GPU Memory Slicing: Running Multiple AI Models with NVIDIA MIG

GPU Memory Slicing: Running Multiple AI Models with NVIDIA MIG

NVIDIA Multi-Instance GPU (MIG) partitions a single GPU into isolated memory slices, each acting as an independent GPU. Seeweb offers MIG partitions on its Cloud Server GPU NVIDIA cluster.

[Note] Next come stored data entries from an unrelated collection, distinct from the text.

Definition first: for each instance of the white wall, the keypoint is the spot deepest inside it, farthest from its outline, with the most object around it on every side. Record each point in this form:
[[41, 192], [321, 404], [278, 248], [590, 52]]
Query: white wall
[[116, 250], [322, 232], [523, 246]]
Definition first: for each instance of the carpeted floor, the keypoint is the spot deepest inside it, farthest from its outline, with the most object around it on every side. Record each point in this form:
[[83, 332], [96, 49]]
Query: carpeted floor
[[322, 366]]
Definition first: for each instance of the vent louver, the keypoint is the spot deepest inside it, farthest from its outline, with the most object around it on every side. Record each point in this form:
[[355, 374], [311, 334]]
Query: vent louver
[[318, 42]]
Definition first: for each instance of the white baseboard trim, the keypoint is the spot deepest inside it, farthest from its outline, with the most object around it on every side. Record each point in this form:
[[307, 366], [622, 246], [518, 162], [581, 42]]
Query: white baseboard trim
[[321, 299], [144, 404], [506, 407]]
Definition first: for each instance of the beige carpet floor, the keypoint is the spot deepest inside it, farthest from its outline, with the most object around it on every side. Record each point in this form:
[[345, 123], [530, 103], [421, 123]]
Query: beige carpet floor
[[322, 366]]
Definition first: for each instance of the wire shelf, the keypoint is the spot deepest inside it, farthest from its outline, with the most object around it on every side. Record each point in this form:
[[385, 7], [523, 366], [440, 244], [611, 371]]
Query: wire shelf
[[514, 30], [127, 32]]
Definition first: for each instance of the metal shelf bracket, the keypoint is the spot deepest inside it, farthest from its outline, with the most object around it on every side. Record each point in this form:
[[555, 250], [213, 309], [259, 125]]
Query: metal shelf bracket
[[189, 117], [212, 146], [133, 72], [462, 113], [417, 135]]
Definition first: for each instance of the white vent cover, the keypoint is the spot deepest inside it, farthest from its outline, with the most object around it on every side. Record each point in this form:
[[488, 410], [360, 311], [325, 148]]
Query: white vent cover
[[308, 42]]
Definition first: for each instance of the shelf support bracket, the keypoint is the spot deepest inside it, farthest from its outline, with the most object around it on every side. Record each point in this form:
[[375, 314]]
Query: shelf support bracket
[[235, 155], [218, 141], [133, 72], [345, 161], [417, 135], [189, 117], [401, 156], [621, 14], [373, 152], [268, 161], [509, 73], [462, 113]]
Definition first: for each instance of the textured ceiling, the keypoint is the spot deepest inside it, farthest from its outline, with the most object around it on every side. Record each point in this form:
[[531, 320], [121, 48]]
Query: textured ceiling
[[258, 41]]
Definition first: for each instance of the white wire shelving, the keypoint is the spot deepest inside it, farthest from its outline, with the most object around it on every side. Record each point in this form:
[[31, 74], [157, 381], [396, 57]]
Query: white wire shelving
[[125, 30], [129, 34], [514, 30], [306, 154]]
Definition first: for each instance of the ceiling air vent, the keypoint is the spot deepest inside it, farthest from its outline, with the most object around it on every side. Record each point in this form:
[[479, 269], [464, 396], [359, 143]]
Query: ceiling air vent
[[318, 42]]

This guide demonstrates running two Qwen3-4B models simultaneously on different slices of an NVIDIA A100 80GB on Seeweb’s Cloud Server GPU.
Indice dei contenuti

What is MIG?

MIG creates hardware-isolated “virtual GPUs” within one physical card:

  • Dedicated memory slices with guaranteed bandwidth
  • Independent compute cores (SMs) per slice
  • Zero interference between slices
  • Quality of Service guarantees

The Problem: A 4GB model on an 80GB GPU wastes 95% of memory
The Solution: Split into multiple slices, run multiple models in parallel

GPU Compatibility

Supported: NVIDIA data center GPUs with Ampere+ architecture (A100, A30, H100, etc.)
Not Supported: Consumer GPUs (GeForce RTX series) or older architectures

Quick Setup Guide

Step 1: Enable MIG Mode

Check if your GPU supports MIG:

nvidia-smi  # Look for "MIG M." column in output

Enable persistence mode (keeps GPU driver loaded between jobs):

sudo nvidia-smi -pm 1

Enable MIG mode (performs GPU reset, kills any running GPU processes):

sudo nvidia-smi -i 0 -mig 1   # -i 0 targets GPU 0, -mig 1 enables MIG

Step 2: View Available Memory Slices

List all available GPU instance profiles (shows slice sizes and placement options):

sudo nvidia-smi mig -lgipp  # -lgipp = List GPU Instance Profile IDs

Actual output from A100 80GB:

GPU  0 Profile ID 19 Placements: {0,1,2,3,4,5,6}:1
GPU  0 Profile ID 20 Placements: {0,1,2,3,4,5,6}:1
GPU  0 Profile ID 15 Placements: {0,2,4,6}:2
GPU  0 Profile ID 14 Placements: {0,2,4}:2
GPU  0 Profile ID  9 Placements: {0,4}:4
GPU  0 Profile ID  5 Placement : {0}:4
GPU  0 Profile ID  0 Placement : {0}:8

Profile meanings:

  • Profile 19/20: 1g.10gb (~10GB slice) – Most flexible placement
  • Profile 15/14: 2g.20gb (~20GB slice) – Medium slices
  • Profile 9/5: 4g.40gb (~40GB slice) – Large slices
  • Profile 0: 7g.80gb (~80GB) – Full GPU as single slice

Placement rules: {0,1,2,3,4,5,6}:1 means can start at positions 0-6, uses 1 GPU slice

Step 3: Create Memory Slices

Create two 20GB memory slices (uses profile 15 for 2g.20gb instances):

sudo nvidia-smi mig -i 0 -cgi 15,15 -C
# -cgi = Create GPU Instances, 15,15 = two instances with profile 15, -C = commit changes

Verify slices were created (lists all GPU devices including MIG instances):

nvidia-smi -L  # -L lists all GPU devices with UUIDs

Output:

GPU 0: NVIDIA A100-SXM4-80GB
  MIG 0: 2g.20gb (UUID: MIG-aaaa-1111-bbbb-2222)
  MIG 1: 2g.20gb (UUID: MIG-cccc-3333-dddd-4444)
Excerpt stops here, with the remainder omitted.